Tief in der Erde (eBook)
384 Seiten
Goldmann Verlag
978-3-641-26820-6 (ISBN)
Christa von Bernuth ist Schriftstellerin und Journalistin. Ihre Romane »Die Stimmen«, »Untreu«, »Damals warst du still« und »Innere Sicherheit« wurden mit Mariele Millowitsch und Hannah Herzsprung in den jeweiligen Hauptrollen verfilmt und in mehrere Sprachen übersetzt. Mit »Tief in der Erde« hat sie erstmals einen Kriminalroman veröffentlicht, der von einer wahren Begebenheit inspiriert wurde. Die Autorin lebt mit ihrem Mann in München.
15. September 1981
Traubenhain, 6:05 Uhr
Die Täter
Die Kiste ruht im Waldboden, stabil, aber unsichtbar. Die Täter haben Mitte August Grassamen einer schnell wachsenden Sorte über die Stelle gesät, und tatsächlich spitzen schon viele zartgrüne Halme aus der dunklen, moosigen Erde. Niemandem ist dieser Ort aufgefallen, zumindest waren in den letzten Tagen keine Fußspuren sichtbar. Spaziergänger, selbst Pilzsammler kommen hier in der Regel nicht her, der Weg ist zu beschwerlich. Nach der Tat werden sie erneut Gras säen und noch weitere Vorkehrungen treffen, damit die Kiste so unauffindbar wie möglich bleibt.
Das ist der Plan.
Die Nacht war kurz, die Täter haben fast gar nicht geschlafen, bloß ein wenig gedöst. Nicht nur weil sie aufgeregt sind, sondern auch weil sie – jeder für sich – alle Arbeitsschritte noch einmal penibel durchgegangen sind. Alle notwendigen Requisiten, einschließlich der Waffe, der Tarnkleidung und dem Betäubungsmittel, liegen im Versteck bereit. Abends haben sie den Wetterbericht geschaut, der für heute gut aussieht, aber nicht für die nächsten Tage. Schon in der Nacht ist Regen angesagt, der sich von Norden aus bis zu den Alpen ausbreiten wird und über eine Woche anhalten soll. Und aus einer Regenwoche können leicht zwei werden, und dann … Aber das ist nicht der einzige Grund.

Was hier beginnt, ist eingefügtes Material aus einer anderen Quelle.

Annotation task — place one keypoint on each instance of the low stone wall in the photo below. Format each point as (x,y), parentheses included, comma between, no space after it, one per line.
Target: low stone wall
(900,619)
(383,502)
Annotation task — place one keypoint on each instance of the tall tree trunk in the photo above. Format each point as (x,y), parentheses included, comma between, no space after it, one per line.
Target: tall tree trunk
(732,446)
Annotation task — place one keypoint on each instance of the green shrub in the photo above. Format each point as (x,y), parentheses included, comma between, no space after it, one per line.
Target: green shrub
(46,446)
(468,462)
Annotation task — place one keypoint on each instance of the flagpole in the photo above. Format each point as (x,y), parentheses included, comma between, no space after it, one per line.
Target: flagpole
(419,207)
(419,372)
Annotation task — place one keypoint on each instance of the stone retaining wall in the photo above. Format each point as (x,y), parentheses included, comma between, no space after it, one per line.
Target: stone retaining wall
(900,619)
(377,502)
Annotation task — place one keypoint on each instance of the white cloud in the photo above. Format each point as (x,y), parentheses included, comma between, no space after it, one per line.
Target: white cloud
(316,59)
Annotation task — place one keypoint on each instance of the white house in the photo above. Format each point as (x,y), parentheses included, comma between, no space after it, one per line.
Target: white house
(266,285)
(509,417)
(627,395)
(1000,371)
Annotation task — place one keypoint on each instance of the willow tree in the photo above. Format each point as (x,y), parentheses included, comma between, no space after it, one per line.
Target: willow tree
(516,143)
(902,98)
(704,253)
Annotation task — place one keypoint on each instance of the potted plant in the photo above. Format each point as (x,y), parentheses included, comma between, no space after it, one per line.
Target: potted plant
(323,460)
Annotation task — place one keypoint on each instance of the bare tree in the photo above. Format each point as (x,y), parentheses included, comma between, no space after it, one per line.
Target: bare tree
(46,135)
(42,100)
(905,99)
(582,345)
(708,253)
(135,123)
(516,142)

Sie wissen, dass es heute passieren muss, am ersten Schultag nach den großen Ferien. Das ist nicht ganz ideal. Am ersten Schultag ist alles immer etwas chaotisch, feste Termine können sich nach hinten oder vorn verschieben, doch abzuwarten ist auch keine echte Option. Wenn sie jetzt nicht handeln, tun sie es vielleicht überhaupt nicht mehr.
Sie sind auf alles vorbereitet. Sie können noch nicht recht glauben, was sie in den letzten Wochen und Monaten geschafft haben. Sie können, finden sie, wirklich stolz auf sich sein. Wenn die Sache funktioniert – und das wird sie! –, werden sie bald nicht nur reich, sondern auch berühmt sein. Presse und Fernsehen werden darüber berichten, es wird zahlreiche Artikel und mindestens eine Aktenzeichen XY … ungelöst-Sendung geben, vielleicht zeigen sogar internationale Medien Interesse! Sie lachen übermütig bei der Vorstellung, es klingt ein wenig atemlos, denn ein bisschen unheimlich ist ihnen die Sache schon. Das alles, dieser ganze Rattenschwanz an möglichen Konsequenzen, birgt natürlich Gefahren, es ist also besser, gar nicht so lange darüber nachzudenken, denn zu viel Denken macht nervös. Es fallen einem dann hundert Dinge ein, die nicht passen, viel zu viele Eventualitäten, die man nicht bedacht hatte, nicht bedenken konnte.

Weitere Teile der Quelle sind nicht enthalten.